TCP3054 : Planning Theory and Politics
- Offered for Year: 2017/18
- Module Leader(s): Dr Andrew Law
- Lecturer: Dr David Webb, Dr Andrew Donaldson, Dr Diego Garcia Mejuto
- Teaching Assistant: Mrs Qianqian Qin
- Owning School: Architecture, Planning & Landscape
- Teaching Location: Newcastle City Campus
|Semester 1 Credit Value:||20|
This module examines the ways in which the practice of planning has been imagined, explained and justified. It addresses the political and ethical dimensions of planning practice using the lens of various theories of planning, power and urban development. It considers the distributional aspects of planning and a range of political and organisational rationalities that shape and constrain planning practice. Overall, the module aims to develop a strong constructive critique of planning practice, to engender greater reflexivity in students about the position of the planner in urban change.
Outline Of Syllabus
The module will cover the following themes:
Introduction and overview of planning theories and typologies.
Facts and values – (it’s all politics!)
Power and intervention
Political and organisational rationalities (including neoliberalism and expertise)
Changing urban theory
What is the public (who do we plan for)?
Key schools of planning theory:
Communicative and collaborative
|Guided Independent Study||Assessment preparation and completion||1||80:00||80:00||N/A|
|Scheduled Learning And Teaching Activities||Lecture||12||2:00||24:00||N/A|
|Guided Independent Study||Directed research and reading||1||82:00||82:00||N/A|
|Scheduled Learning And Teaching Activities||Workshops||6||2:00||12:00||N/A|
|Scheduled Learning And Teaching Activities||Drop-in/surgery||1||2:00||2:00||N/A|
Teaching Rationale And Relationship
The lectures provide an overview of the key issues and theories along with relevant case studies. The workshops provide structured discussion of particular issues through a mixture of small-group tasks and plenary discussion. Five of the workshops will be structured around answering questions for the first assessment, the sixth workshop will be a peer review session, where students can discuss their draft responses. The drop in/surgery session will be in week 12 and will be an opportunity for feedback on draft essays for the final assignment.
The format of resits will be determined by the Board of Examiners
|Written exercise||1||M||50||Coursework: Based on workshops, short response to a series of questions set at beginning of module. Approx 2000 words, due in Dec.|
|Essay||1||M||50||2000 word essay on a vision of planning practice for 2020, due in January.|
Assessment Rationale And Relationship
Workshops will involve discussion of key political problems in planning practice and short answers will link theory to problem solving in these cases. The aim is to develop individual understanding of planning theory and politics through group discussion. The assessment is based on short write ups of discussion results.

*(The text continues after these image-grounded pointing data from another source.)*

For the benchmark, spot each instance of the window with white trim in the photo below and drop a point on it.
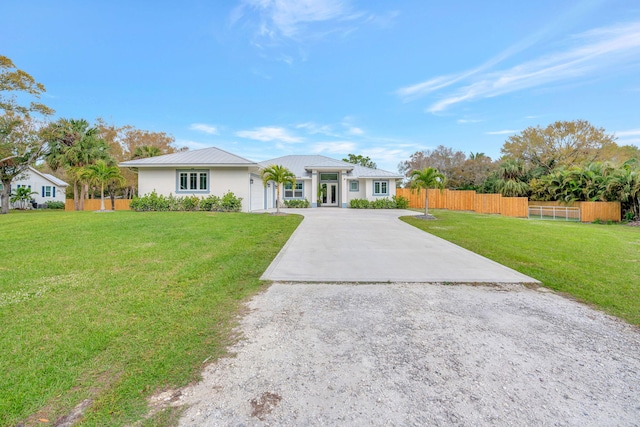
(291, 193)
(192, 181)
(380, 188)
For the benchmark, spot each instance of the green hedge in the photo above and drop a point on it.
(154, 202)
(296, 203)
(396, 202)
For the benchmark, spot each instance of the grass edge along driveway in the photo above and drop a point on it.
(596, 264)
(113, 307)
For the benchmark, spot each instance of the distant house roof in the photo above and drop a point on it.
(57, 181)
(302, 166)
(197, 158)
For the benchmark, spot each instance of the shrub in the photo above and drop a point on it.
(54, 205)
(383, 204)
(231, 203)
(296, 203)
(401, 202)
(359, 204)
(154, 202)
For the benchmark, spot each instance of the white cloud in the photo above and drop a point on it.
(288, 18)
(502, 132)
(631, 132)
(191, 145)
(593, 53)
(269, 134)
(334, 147)
(212, 130)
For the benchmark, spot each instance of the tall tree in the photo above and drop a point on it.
(281, 176)
(15, 81)
(512, 181)
(447, 161)
(563, 143)
(101, 173)
(72, 145)
(426, 178)
(20, 147)
(360, 160)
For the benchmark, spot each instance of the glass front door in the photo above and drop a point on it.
(330, 196)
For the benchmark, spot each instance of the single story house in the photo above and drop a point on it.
(215, 171)
(47, 187)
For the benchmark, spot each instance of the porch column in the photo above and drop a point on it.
(314, 189)
(343, 189)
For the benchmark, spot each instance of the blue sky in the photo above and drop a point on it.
(266, 78)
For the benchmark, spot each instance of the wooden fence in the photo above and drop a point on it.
(94, 204)
(464, 200)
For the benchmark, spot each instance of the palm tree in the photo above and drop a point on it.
(101, 173)
(426, 178)
(281, 176)
(511, 182)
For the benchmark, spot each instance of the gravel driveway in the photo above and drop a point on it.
(421, 354)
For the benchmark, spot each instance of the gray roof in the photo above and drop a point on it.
(205, 157)
(51, 178)
(302, 165)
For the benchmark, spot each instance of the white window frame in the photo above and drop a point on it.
(291, 193)
(193, 181)
(380, 188)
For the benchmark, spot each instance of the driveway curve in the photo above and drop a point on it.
(354, 245)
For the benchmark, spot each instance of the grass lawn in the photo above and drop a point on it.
(116, 306)
(597, 264)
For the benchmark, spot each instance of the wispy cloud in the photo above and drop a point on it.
(631, 132)
(192, 145)
(502, 132)
(269, 134)
(587, 55)
(334, 147)
(290, 18)
(211, 130)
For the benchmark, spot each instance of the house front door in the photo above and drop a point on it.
(330, 198)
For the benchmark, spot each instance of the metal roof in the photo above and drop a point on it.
(302, 165)
(204, 157)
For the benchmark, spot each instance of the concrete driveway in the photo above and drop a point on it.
(353, 245)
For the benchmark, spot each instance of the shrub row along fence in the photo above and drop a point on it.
(469, 200)
(94, 204)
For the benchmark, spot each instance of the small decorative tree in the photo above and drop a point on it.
(426, 178)
(280, 176)
(101, 173)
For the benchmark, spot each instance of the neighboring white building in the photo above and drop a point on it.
(48, 187)
(214, 171)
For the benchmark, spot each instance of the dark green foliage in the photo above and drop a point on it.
(54, 205)
(296, 203)
(154, 202)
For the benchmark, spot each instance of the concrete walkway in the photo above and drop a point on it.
(354, 245)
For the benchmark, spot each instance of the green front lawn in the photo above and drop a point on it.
(597, 264)
(116, 306)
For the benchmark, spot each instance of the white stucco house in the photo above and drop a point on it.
(48, 187)
(215, 171)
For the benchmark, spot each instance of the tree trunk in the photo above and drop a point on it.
(102, 198)
(426, 202)
(76, 206)
(6, 186)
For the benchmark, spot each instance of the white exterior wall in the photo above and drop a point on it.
(164, 181)
(37, 182)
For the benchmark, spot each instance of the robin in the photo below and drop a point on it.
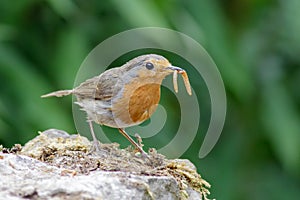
(124, 96)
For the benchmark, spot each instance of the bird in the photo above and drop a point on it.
(124, 96)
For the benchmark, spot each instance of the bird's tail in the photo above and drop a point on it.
(59, 93)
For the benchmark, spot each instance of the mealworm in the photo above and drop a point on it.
(175, 84)
(186, 82)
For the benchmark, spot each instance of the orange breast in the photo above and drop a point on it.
(143, 102)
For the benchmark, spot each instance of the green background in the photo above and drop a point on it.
(255, 44)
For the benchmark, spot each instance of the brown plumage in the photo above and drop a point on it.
(124, 96)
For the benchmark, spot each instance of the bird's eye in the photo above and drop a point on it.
(149, 66)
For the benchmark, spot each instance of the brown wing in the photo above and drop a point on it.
(100, 87)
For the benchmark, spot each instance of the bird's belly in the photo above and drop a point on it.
(136, 105)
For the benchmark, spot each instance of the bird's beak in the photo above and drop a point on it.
(178, 69)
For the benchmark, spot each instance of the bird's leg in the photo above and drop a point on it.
(138, 147)
(95, 141)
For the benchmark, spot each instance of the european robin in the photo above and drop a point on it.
(124, 96)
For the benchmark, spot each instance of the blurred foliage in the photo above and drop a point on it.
(255, 44)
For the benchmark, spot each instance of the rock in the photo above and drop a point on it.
(56, 165)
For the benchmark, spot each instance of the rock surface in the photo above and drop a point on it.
(56, 165)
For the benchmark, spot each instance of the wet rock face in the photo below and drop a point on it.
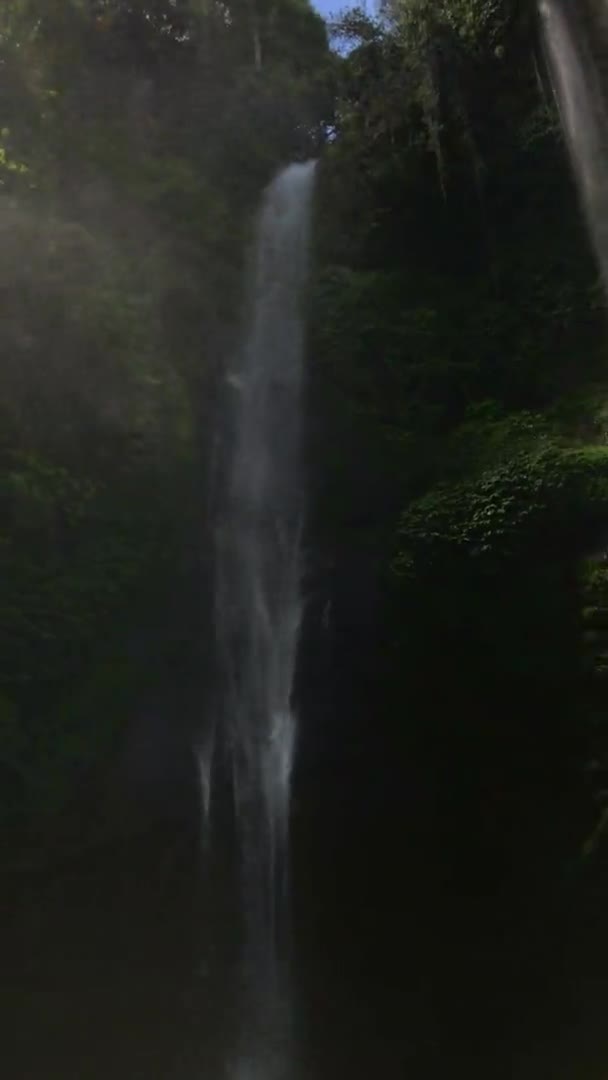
(154, 777)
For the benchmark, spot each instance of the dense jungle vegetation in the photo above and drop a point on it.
(458, 445)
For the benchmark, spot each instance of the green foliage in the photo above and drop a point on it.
(508, 512)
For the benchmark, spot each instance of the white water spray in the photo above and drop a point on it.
(584, 117)
(259, 604)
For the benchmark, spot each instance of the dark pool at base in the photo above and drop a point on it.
(115, 966)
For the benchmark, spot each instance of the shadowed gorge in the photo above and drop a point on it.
(304, 525)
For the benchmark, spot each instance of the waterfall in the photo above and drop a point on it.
(579, 92)
(259, 603)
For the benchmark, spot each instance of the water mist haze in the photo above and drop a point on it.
(582, 105)
(259, 606)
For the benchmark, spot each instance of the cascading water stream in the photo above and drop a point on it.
(259, 604)
(582, 106)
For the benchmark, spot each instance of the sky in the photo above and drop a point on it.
(335, 7)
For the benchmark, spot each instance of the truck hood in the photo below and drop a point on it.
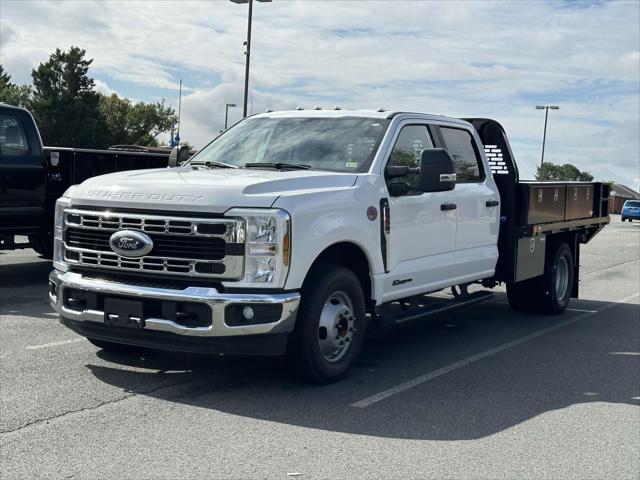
(202, 190)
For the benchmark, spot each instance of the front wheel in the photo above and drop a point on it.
(330, 326)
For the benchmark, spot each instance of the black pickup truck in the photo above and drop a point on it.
(33, 177)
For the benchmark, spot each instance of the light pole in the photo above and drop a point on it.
(226, 113)
(546, 108)
(247, 52)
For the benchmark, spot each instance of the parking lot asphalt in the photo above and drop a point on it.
(481, 392)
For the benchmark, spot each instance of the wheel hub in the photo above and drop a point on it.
(336, 328)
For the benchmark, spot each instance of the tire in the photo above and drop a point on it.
(549, 294)
(43, 244)
(332, 310)
(114, 347)
(557, 282)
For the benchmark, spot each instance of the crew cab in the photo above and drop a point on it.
(32, 177)
(293, 232)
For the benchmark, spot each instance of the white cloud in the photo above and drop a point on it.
(470, 58)
(103, 88)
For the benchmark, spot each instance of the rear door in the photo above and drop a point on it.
(22, 170)
(476, 251)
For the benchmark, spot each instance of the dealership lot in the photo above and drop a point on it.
(480, 392)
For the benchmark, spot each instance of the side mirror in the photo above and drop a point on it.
(178, 154)
(437, 171)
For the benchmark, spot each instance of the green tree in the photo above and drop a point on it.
(18, 95)
(71, 113)
(566, 172)
(128, 123)
(64, 102)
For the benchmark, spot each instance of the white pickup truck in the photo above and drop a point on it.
(293, 232)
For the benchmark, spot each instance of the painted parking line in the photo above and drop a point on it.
(365, 402)
(54, 344)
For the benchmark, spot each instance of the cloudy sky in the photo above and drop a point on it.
(472, 58)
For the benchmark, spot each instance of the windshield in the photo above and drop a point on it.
(346, 144)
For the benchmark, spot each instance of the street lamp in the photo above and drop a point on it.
(226, 113)
(546, 108)
(247, 52)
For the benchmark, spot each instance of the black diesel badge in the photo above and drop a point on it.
(130, 243)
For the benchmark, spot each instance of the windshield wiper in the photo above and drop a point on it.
(211, 163)
(279, 166)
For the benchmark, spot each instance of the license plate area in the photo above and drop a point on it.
(119, 312)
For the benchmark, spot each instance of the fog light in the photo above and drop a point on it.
(248, 313)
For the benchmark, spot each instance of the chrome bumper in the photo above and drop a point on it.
(59, 281)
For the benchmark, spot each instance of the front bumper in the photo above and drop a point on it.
(168, 334)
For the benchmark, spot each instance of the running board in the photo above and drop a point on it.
(437, 307)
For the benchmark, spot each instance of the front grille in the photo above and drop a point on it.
(181, 246)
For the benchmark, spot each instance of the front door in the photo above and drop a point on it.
(22, 172)
(422, 231)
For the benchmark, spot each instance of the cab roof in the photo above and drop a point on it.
(337, 113)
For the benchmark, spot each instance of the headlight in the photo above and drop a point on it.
(268, 242)
(58, 229)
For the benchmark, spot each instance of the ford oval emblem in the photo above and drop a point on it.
(130, 243)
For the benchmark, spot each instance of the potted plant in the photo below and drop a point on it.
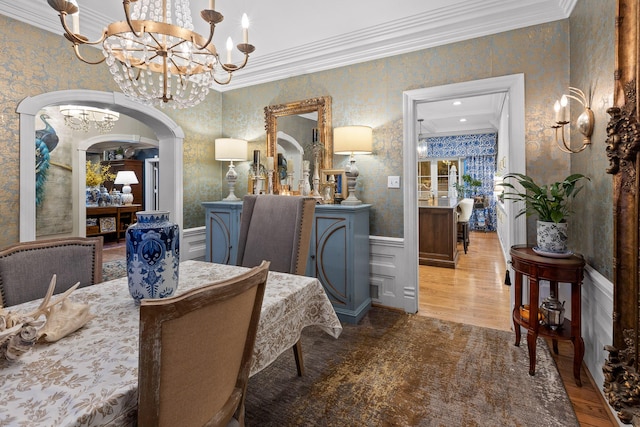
(96, 175)
(552, 204)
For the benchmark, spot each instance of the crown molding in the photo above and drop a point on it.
(470, 19)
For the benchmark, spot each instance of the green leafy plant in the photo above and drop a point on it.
(550, 202)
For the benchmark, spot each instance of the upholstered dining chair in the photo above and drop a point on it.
(26, 268)
(277, 229)
(196, 351)
(465, 209)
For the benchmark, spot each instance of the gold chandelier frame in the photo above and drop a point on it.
(172, 47)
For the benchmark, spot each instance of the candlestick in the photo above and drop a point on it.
(245, 28)
(556, 108)
(229, 49)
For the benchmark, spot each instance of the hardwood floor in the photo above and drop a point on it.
(474, 293)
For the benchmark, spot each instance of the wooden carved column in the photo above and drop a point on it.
(622, 376)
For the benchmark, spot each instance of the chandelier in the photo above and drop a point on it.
(79, 118)
(154, 55)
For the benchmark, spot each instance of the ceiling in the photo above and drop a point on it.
(294, 37)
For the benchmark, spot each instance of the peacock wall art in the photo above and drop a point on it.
(46, 142)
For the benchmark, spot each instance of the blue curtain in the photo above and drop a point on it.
(479, 152)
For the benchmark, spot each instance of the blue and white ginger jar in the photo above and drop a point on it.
(153, 255)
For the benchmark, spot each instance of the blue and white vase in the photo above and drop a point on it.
(153, 255)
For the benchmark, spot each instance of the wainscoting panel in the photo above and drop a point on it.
(192, 245)
(389, 287)
(597, 321)
(387, 281)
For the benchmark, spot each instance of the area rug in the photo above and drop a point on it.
(114, 269)
(395, 369)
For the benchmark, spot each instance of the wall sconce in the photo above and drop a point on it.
(584, 121)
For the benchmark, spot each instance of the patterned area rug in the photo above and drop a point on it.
(114, 269)
(395, 369)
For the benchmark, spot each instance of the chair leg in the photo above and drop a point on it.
(297, 354)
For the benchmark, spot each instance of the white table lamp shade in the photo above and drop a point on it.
(126, 178)
(352, 140)
(230, 149)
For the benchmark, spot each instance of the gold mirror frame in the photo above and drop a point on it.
(621, 373)
(321, 105)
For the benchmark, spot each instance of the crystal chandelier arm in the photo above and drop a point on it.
(76, 38)
(232, 67)
(212, 28)
(76, 49)
(64, 8)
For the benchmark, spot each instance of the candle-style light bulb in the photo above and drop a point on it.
(556, 108)
(75, 18)
(229, 49)
(563, 111)
(245, 28)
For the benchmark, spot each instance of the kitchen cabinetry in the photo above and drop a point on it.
(137, 167)
(338, 256)
(111, 220)
(438, 232)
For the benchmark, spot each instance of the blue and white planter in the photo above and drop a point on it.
(153, 255)
(552, 236)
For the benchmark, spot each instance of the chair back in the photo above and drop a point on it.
(196, 351)
(465, 208)
(26, 268)
(277, 229)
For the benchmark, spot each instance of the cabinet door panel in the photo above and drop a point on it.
(331, 260)
(220, 237)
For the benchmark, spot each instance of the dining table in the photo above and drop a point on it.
(90, 377)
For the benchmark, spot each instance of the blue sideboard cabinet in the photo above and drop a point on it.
(338, 256)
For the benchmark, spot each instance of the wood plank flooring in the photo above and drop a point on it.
(474, 293)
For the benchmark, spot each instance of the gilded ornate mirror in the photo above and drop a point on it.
(295, 132)
(621, 373)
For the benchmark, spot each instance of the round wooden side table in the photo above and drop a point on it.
(569, 270)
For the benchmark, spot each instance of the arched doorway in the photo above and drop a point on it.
(170, 138)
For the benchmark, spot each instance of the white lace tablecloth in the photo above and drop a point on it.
(90, 378)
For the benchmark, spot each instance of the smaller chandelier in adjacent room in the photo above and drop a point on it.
(154, 55)
(79, 117)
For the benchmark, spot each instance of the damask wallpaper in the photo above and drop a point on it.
(592, 65)
(37, 62)
(368, 93)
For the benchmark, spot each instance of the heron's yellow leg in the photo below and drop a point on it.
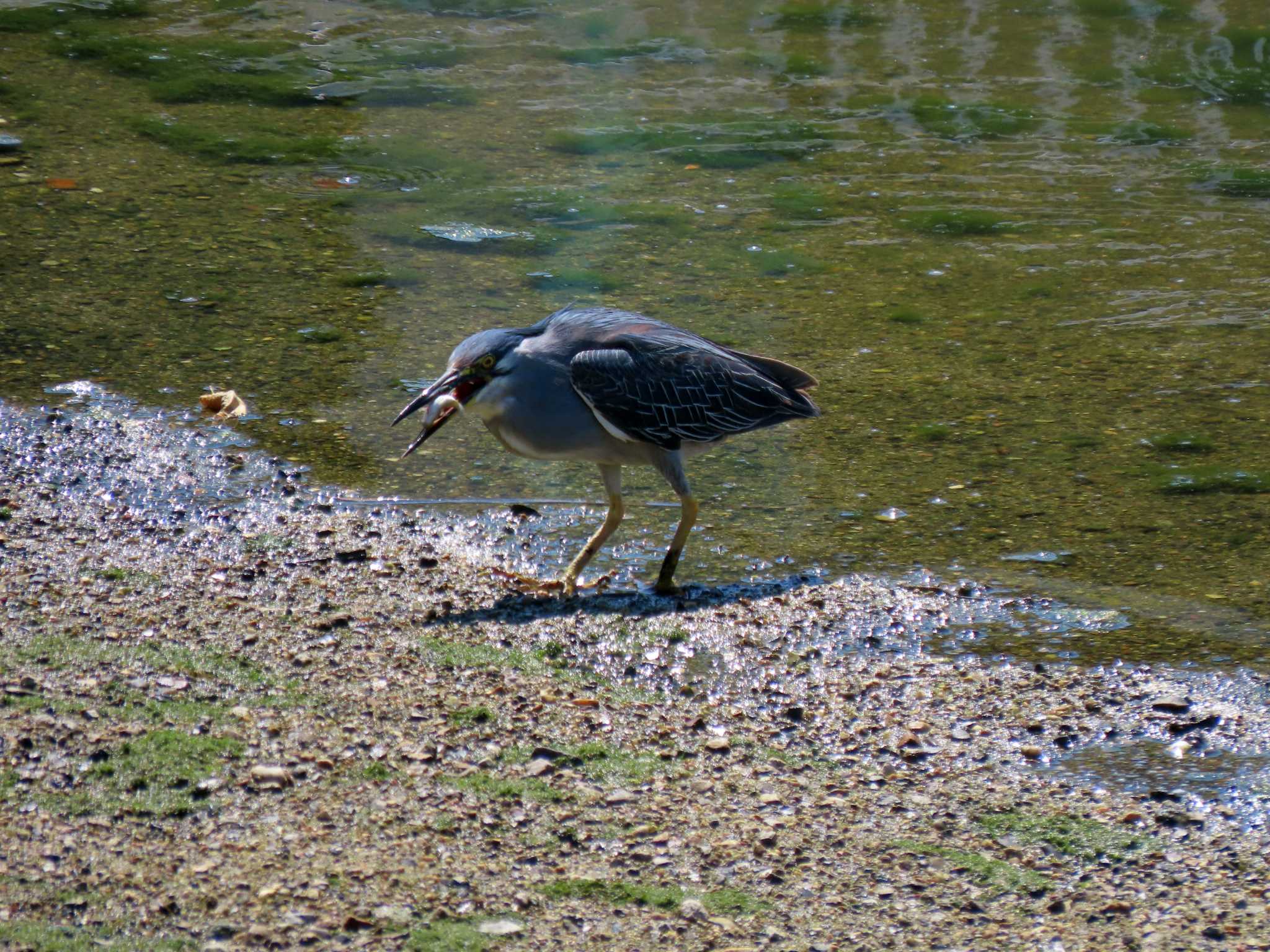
(613, 519)
(687, 519)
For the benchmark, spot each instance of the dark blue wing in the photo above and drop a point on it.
(668, 390)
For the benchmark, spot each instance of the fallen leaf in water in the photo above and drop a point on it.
(224, 404)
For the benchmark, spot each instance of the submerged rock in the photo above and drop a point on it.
(468, 234)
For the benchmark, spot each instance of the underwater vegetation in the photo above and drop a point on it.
(968, 121)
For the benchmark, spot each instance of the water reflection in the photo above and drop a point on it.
(1013, 240)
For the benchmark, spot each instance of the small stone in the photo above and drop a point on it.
(693, 910)
(267, 777)
(499, 927)
(397, 917)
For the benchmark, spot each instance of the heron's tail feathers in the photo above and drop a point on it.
(784, 374)
(797, 382)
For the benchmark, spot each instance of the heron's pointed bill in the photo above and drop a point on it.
(442, 399)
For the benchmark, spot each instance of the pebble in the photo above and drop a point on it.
(397, 917)
(694, 910)
(499, 927)
(267, 777)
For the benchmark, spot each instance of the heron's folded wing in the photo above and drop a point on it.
(668, 394)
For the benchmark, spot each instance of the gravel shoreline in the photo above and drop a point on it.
(238, 715)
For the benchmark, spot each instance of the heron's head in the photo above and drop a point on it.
(474, 363)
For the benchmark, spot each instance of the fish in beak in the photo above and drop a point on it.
(443, 398)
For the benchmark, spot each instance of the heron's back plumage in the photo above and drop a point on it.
(657, 384)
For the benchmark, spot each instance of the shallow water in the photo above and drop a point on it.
(1021, 245)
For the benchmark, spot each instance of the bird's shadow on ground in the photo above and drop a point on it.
(633, 603)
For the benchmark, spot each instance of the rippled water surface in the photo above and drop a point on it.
(1021, 244)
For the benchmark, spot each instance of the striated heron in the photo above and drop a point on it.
(616, 389)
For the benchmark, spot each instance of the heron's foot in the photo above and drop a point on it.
(567, 587)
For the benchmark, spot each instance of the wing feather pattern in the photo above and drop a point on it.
(668, 390)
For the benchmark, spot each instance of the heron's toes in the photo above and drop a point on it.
(528, 586)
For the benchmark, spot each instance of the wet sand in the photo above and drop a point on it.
(242, 715)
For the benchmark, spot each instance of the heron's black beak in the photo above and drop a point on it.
(446, 395)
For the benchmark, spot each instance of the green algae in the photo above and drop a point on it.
(783, 263)
(803, 203)
(1148, 134)
(1196, 480)
(1181, 443)
(933, 432)
(969, 121)
(1123, 9)
(52, 17)
(813, 17)
(618, 892)
(58, 937)
(251, 148)
(997, 875)
(153, 774)
(193, 70)
(579, 278)
(958, 221)
(1071, 835)
(1237, 182)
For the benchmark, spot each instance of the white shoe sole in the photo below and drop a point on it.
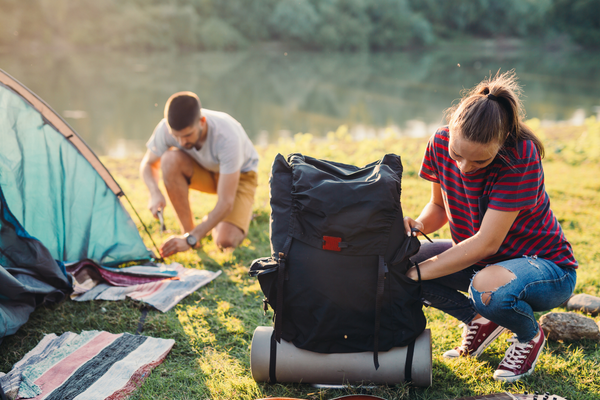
(493, 336)
(514, 378)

The essay tests the ability of the students to think creatively and critically about planning practice through using new theories and integrating these with knowledge introduced in earlier stages of the programme. The focus of the question is deliberately not an application of theory to an existing problem, but rather an opportunity for students to develop their own theoretical synthesis. This provides a different form of intellectual challenge to other assessment across stage 3 of the programme.